Indonesia telah mengimpor aspal selama 45 tahun. Dan DPR RI tidak pernah menanyakan masalah ini kepada pemerintah. Jadi kelihatannya masalah impor aspal ini telah mendapatkan perlakuan khusus, sehingga tidak ada yang berani menyentuhnya.

Sebagai pemerhati aspal Buton, penulis berpikir, seharusnya pemerintah patuh terhadap UUD’45, Pasal 33, Ayat 3, yang menyatakan dengan tegas bahwa bumi dan air dan kekayaan alam yang terkandung di dalamnya dikuasai oleh negara dan digunakan untuk sebesar-besar kemakmuran rakyat. Tetapi mengapa pemerintah tidak patuh? Apakah karena Indonesia sudah berada di dalam zona sangat nyaman impor aspal? Sampai kapankah Indonesia akan terus mengimpor aspal?

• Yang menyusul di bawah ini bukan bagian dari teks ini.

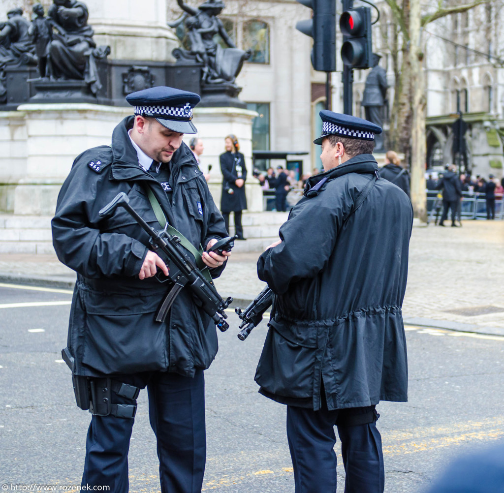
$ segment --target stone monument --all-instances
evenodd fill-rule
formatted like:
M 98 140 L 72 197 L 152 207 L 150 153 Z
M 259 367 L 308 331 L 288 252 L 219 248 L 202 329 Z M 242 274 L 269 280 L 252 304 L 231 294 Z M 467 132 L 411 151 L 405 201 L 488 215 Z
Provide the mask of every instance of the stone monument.
M 381 56 L 373 53 L 373 68 L 366 79 L 361 106 L 365 110 L 366 119 L 383 128 L 384 115 L 387 102 L 387 72 L 380 66 Z M 385 152 L 383 133 L 375 136 L 375 153 Z

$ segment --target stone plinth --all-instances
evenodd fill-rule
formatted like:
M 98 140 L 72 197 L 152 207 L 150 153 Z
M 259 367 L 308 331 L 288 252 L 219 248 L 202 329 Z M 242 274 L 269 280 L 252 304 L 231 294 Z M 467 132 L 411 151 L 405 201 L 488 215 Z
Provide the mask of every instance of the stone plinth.
M 0 113 L 0 207 L 17 215 L 54 213 L 75 158 L 109 144 L 131 108 L 86 103 L 25 104 Z
M 88 103 L 22 105 L 17 111 L 0 112 L 0 210 L 21 215 L 54 213 L 61 184 L 75 158 L 86 149 L 110 145 L 131 107 Z M 222 175 L 219 156 L 224 137 L 234 134 L 248 171 L 245 186 L 248 210 L 262 210 L 262 191 L 251 176 L 252 120 L 257 113 L 240 108 L 196 108 L 194 122 L 205 147 L 204 171 L 212 164 L 209 183 L 220 203 Z M 193 136 L 184 139 L 188 143 Z
M 193 137 L 203 141 L 204 151 L 200 156 L 200 168 L 208 172 L 212 165 L 209 187 L 217 206 L 220 205 L 222 174 L 219 156 L 226 152 L 224 138 L 229 134 L 236 135 L 240 145 L 240 152 L 245 157 L 247 181 L 245 185 L 248 210 L 263 210 L 263 191 L 258 181 L 252 176 L 252 120 L 257 116 L 255 111 L 232 107 L 200 108 L 193 110 L 193 123 L 198 130 L 196 135 L 186 135 L 184 141 L 188 145 Z

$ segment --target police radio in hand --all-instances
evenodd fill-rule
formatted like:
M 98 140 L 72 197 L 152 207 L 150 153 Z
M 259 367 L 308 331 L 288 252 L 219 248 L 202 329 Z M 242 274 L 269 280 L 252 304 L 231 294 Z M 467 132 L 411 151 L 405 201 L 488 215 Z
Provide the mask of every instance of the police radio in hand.
M 214 252 L 217 255 L 222 255 L 223 252 L 230 252 L 231 249 L 234 246 L 234 240 L 238 238 L 238 235 L 234 236 L 228 236 L 227 238 L 219 240 L 216 243 L 212 245 L 209 252 Z

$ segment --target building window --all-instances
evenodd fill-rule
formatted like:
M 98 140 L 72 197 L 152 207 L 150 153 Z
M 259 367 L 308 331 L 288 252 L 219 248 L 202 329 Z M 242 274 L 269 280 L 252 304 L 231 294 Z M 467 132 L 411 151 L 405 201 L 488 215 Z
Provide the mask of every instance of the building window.
M 322 134 L 322 120 L 321 119 L 319 113 L 326 108 L 325 98 L 323 101 L 319 101 L 315 103 L 312 106 L 313 108 L 313 115 L 312 115 L 313 121 L 313 132 L 311 140 L 314 140 L 318 137 L 320 137 Z M 324 169 L 322 166 L 322 162 L 320 159 L 321 149 L 320 146 L 316 146 L 313 144 L 312 148 L 313 153 L 312 154 L 312 163 L 313 163 L 313 174 L 317 174 L 315 170 L 318 172 Z
M 493 92 L 491 79 L 488 76 L 485 78 L 483 83 L 483 108 L 491 113 L 493 107 Z
M 252 122 L 252 150 L 269 151 L 270 103 L 247 103 L 247 109 L 259 114 Z
M 467 89 L 460 91 L 460 111 L 468 113 L 469 110 L 469 92 Z
M 247 60 L 253 63 L 270 62 L 270 27 L 266 22 L 253 19 L 243 23 L 243 49 L 252 54 Z

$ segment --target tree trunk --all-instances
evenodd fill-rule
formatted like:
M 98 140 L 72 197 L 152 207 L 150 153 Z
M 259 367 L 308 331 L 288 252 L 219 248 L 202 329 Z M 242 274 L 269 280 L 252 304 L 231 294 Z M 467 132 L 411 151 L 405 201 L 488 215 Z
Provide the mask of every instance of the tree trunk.
M 411 0 L 409 58 L 411 69 L 411 203 L 415 218 L 427 221 L 425 193 L 425 92 L 420 0 Z

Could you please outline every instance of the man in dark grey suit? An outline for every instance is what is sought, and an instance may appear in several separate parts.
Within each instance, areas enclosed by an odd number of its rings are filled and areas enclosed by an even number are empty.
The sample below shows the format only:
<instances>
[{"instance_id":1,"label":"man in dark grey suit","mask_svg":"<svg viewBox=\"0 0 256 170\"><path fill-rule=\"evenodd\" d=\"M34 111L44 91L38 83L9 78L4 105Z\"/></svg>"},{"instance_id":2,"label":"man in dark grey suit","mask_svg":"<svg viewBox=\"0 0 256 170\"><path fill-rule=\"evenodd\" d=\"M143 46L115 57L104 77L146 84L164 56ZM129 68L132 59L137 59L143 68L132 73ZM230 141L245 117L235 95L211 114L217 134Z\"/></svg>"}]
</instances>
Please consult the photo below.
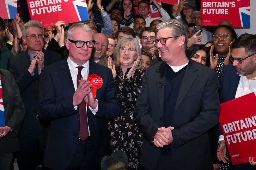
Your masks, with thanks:
<instances>
[{"instance_id":1,"label":"man in dark grey suit","mask_svg":"<svg viewBox=\"0 0 256 170\"><path fill-rule=\"evenodd\" d=\"M147 69L134 112L144 137L140 162L149 169L212 169L208 131L220 111L218 76L186 56L181 22L156 28L163 61Z\"/></svg>"},{"instance_id":2,"label":"man in dark grey suit","mask_svg":"<svg viewBox=\"0 0 256 170\"><path fill-rule=\"evenodd\" d=\"M27 45L27 50L10 58L7 69L15 79L27 112L18 137L21 150L17 161L19 169L27 170L42 164L44 155L46 125L40 120L37 109L41 72L46 66L61 61L62 57L42 49L44 33L39 22L27 22L22 32L23 43Z\"/></svg>"},{"instance_id":3,"label":"man in dark grey suit","mask_svg":"<svg viewBox=\"0 0 256 170\"><path fill-rule=\"evenodd\" d=\"M10 169L13 153L20 149L18 134L26 114L19 88L11 73L0 69L5 126L0 127L0 169Z\"/></svg>"}]
</instances>

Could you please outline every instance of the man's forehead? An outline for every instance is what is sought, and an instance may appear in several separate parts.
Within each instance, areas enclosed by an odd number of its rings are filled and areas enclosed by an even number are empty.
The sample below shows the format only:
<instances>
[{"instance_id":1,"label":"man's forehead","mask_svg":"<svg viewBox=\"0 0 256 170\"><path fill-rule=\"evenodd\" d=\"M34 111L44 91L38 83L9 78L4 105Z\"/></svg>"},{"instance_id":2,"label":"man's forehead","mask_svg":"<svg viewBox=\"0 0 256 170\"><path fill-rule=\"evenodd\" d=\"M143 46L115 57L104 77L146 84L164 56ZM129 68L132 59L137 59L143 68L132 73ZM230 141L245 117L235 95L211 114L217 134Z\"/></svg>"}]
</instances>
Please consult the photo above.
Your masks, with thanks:
<instances>
[{"instance_id":1,"label":"man's forehead","mask_svg":"<svg viewBox=\"0 0 256 170\"><path fill-rule=\"evenodd\" d=\"M139 7L149 7L148 5L146 3L142 3L140 4L139 5Z\"/></svg>"},{"instance_id":2,"label":"man's forehead","mask_svg":"<svg viewBox=\"0 0 256 170\"><path fill-rule=\"evenodd\" d=\"M135 20L135 22L145 22L145 21L142 18L137 18Z\"/></svg>"},{"instance_id":3,"label":"man's forehead","mask_svg":"<svg viewBox=\"0 0 256 170\"><path fill-rule=\"evenodd\" d=\"M156 37L158 38L171 37L172 36L171 34L171 31L172 28L170 27L161 28L157 32Z\"/></svg>"},{"instance_id":4,"label":"man's forehead","mask_svg":"<svg viewBox=\"0 0 256 170\"><path fill-rule=\"evenodd\" d=\"M155 33L154 32L150 32L148 31L143 31L141 34L142 36L155 36Z\"/></svg>"}]
</instances>

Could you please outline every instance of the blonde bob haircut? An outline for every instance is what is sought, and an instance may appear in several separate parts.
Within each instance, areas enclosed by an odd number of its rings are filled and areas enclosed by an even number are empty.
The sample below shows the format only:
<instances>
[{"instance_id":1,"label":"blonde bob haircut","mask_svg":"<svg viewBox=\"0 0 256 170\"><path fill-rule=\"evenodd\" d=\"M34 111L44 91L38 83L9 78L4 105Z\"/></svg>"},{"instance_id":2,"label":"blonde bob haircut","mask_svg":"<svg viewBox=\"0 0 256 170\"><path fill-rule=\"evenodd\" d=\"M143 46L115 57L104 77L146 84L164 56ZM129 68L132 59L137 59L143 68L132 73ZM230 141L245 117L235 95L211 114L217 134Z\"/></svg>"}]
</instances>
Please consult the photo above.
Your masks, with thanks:
<instances>
[{"instance_id":1,"label":"blonde bob haircut","mask_svg":"<svg viewBox=\"0 0 256 170\"><path fill-rule=\"evenodd\" d=\"M120 61L119 60L119 48L125 45L130 47L132 46L135 47L134 48L136 49L135 60L137 59L138 56L141 56L141 50L140 50L138 40L136 38L133 38L131 36L124 37L118 41L118 43L116 44L116 46L113 53L113 56L115 59L114 64L117 67L119 67L121 64ZM141 60L139 64L137 67L137 69L140 69L142 68Z\"/></svg>"}]
</instances>

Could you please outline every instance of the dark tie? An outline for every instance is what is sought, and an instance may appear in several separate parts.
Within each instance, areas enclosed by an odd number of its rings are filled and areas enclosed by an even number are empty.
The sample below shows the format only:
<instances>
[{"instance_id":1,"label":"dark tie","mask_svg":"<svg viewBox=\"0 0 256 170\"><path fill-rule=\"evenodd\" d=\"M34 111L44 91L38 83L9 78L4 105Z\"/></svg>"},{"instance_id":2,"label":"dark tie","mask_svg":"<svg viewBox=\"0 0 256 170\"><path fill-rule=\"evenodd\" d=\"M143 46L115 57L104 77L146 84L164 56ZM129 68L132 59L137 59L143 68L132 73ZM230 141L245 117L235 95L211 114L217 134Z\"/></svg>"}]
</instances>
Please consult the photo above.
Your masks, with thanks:
<instances>
[{"instance_id":1,"label":"dark tie","mask_svg":"<svg viewBox=\"0 0 256 170\"><path fill-rule=\"evenodd\" d=\"M81 78L82 78L82 76L81 74L81 71L84 67L78 66L77 67L77 68L78 69L78 73L77 74L77 77L76 77L76 87L78 87L78 85L79 85L79 80L81 80ZM86 108L85 105L85 102L84 100L83 100L82 103L78 106L79 117L80 120L79 138L82 140L84 140L89 136Z\"/></svg>"}]
</instances>

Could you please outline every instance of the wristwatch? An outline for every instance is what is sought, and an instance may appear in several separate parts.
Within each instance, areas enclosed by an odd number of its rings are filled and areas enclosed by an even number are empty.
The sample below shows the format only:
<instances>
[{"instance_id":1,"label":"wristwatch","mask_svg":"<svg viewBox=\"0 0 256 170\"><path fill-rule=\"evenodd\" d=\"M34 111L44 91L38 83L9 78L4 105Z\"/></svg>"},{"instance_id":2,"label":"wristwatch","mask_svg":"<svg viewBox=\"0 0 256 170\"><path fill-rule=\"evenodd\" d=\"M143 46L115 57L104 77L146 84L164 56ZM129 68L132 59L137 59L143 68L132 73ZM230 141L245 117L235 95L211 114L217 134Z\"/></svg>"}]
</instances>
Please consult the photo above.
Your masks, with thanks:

Research and Technology Center (RTC) Pertamina telah melakukan studi kelayakan untuk membangun pabrik ekstraksi aspal Buton pada tahun 2020. Hasil dari studi kelayakan tersebut menyatakan bahwa harga aspal Buton ekstraksi lebih murah daripada harga aspal impor.

Tetapi anehnya, informasi penting ini tidak mendapatkan perhatian, baik dari Pertamina sendiri, maupun dari pemerintah. Apakah karena Indonesia sudah berada di dalam zona sangat nyaman impor aspal? Sampai kapankah Indonesia akan terus mengimpor aspal?

Pemerintahan pak Prabowo harus berani langsung turun tangan untuk membenahi masalah impor aspal yang sudah berjalan selama 45 tahun tanpa adanya pihak-pihak yang bernyali untuk  menanyakannya. Apakah kebijakan impor aspal ini telah melanggar Undang-Undang Dasar’45, dan  Undang-Undang No.7 Tahun 2014 tentang Perdagangan?

Apabila impor aspal itu adalah untuk memenuhi kebutuhan aspal di dalam negeri, tetapi mengapa tidak ada upaya-upaya pemerintah untuk mau memanfaatkan aspal Buton yang jumlah depositnya sangat besar.

Bukti konkrit adalah mengapa studi kelayakan dari RTC Pertamina tidak ada tindaklanjutnya? Apakah pemerintah tidak mempunyai hati dan perasaan bahwa dengan melakukan impor aspal selama 45 tahun tersebut, sejatinya pemerintah telah menyakiti dan melukai hati rakyat Indonesia, khususnya rakyat Buton?

Pemerintah tidak menghargai dan mensyukuri nikmat karunia potensi besar dari aspal Buton untuk mensubstitusi aspal impor. Dan kalau pemerintah memang bersikeras dan tidak memiliki kemauan politik untuk mau mensubstitusi aspal impor dengan aspal Buton, maka satu-satunya jalan dan solusi adalah “Revolusi Aspal”.

Revolusi aspal adalah istilah yang digunakan untuk menggambarkan perubahan besar dalam pembangunan infrastruktur jalan dengan menggunakan aspal Buton ekstraksi yang bertujuan untuk memperbaiki akses transportasi, meningkatkan mobilitas, dan mendorong pertumbuhan ekonomi suatu daerah atau negara.

Mudah-mudahan pak Prabowo sebagai presiden RI yang memiliki kekuasaan tertinggi di negara Republik Indonesia ini berani mewujudkan revolusi aspal sebagai sebuah kebijakan pemerintah yang strategis dan efektif untuk memberantas mafia impor aspal sampai ke akar-akarnya. Kalau pak Prabowo tidak berani, maka julukan Indonesia sebagai negeri tanpa nyali, mungkin benar adanya.